When President Barack Obama meets this week with President Enrique Peña Nieto in Mexico, he will be visiting a country that was much maligned throughout his first term.
Washington has viewed Mexico largely as a source of problems for the United States in the past six years. Many Mexicans, in a mirror image, consider the United States the origin of their troubles. They blame Mexico’s epidemic of violent crime on an insatiable appetite for drugs and loose control over gun and ammunition sales in the United States. In addition, the U.S. financial crisis left the Mexican economy reeling in 2009.
But in the past year, particularly since Peña Nieto’s election in July 2012, Mexico’s standing in the United States and internationally has increased dramatically — along with its national self-esteem.
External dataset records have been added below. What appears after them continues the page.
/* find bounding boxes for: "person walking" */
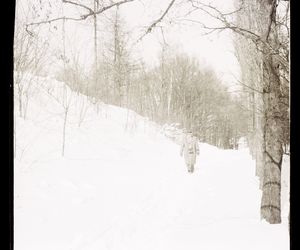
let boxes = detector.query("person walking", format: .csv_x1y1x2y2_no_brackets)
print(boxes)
180,131,199,173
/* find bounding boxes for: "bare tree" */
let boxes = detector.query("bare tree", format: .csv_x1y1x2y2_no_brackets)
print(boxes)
14,1,50,119
185,0,289,223
44,81,74,156
230,0,289,224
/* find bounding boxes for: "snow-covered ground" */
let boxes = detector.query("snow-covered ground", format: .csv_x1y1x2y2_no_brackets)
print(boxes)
14,76,290,250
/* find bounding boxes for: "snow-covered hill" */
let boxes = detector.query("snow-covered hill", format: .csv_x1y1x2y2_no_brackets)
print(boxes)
14,75,290,250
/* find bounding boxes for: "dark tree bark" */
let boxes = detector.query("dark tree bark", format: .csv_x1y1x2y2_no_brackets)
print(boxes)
260,53,284,223
258,0,286,224
232,0,288,224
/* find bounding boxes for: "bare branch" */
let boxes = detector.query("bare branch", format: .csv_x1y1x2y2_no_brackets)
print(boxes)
26,16,86,28
137,0,176,42
26,0,135,27
222,6,244,16
62,0,94,14
265,0,277,42
159,26,169,46
234,79,264,95
93,0,135,16
183,1,289,69
147,0,176,33
184,1,262,41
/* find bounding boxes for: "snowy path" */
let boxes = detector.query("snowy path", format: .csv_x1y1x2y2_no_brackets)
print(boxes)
14,79,289,250
14,132,289,250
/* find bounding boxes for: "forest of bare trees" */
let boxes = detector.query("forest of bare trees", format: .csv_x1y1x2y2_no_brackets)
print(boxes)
14,0,289,226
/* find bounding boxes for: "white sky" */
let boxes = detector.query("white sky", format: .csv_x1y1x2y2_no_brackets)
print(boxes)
17,0,241,88
119,0,241,87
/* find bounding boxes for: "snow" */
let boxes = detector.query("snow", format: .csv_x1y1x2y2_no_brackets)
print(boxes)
14,75,290,250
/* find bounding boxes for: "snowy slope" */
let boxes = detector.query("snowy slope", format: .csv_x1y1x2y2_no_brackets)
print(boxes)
14,76,290,250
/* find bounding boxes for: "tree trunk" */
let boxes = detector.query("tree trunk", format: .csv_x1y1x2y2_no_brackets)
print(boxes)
260,55,283,224
256,130,265,190
62,108,68,157
93,0,99,98
18,92,23,118
257,0,286,224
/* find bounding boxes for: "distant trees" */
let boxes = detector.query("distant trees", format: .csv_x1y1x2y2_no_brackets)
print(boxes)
100,6,134,107
125,52,248,148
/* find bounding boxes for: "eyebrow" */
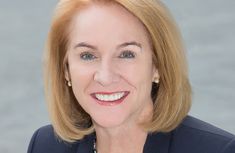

Though organized crime and violence remain key concerns for Mexico, stories of economic and social reform are now among the headlines. A November Economist article about Mexico was titled “From Darkness, Dawn.” And that message has become a standard media refrain. Some in Washington talked about Mexico as a likely failed state, but that has been decisively debunked. Mexico is now viewed as on the rise, though its homicide rate has fallen only slightly and no one is sure that improvements can be sustained.
In fact, there are many Mexicos for Obama to deal with — the successful and prospering; the backward, corrupt and stagnant; and everything in between.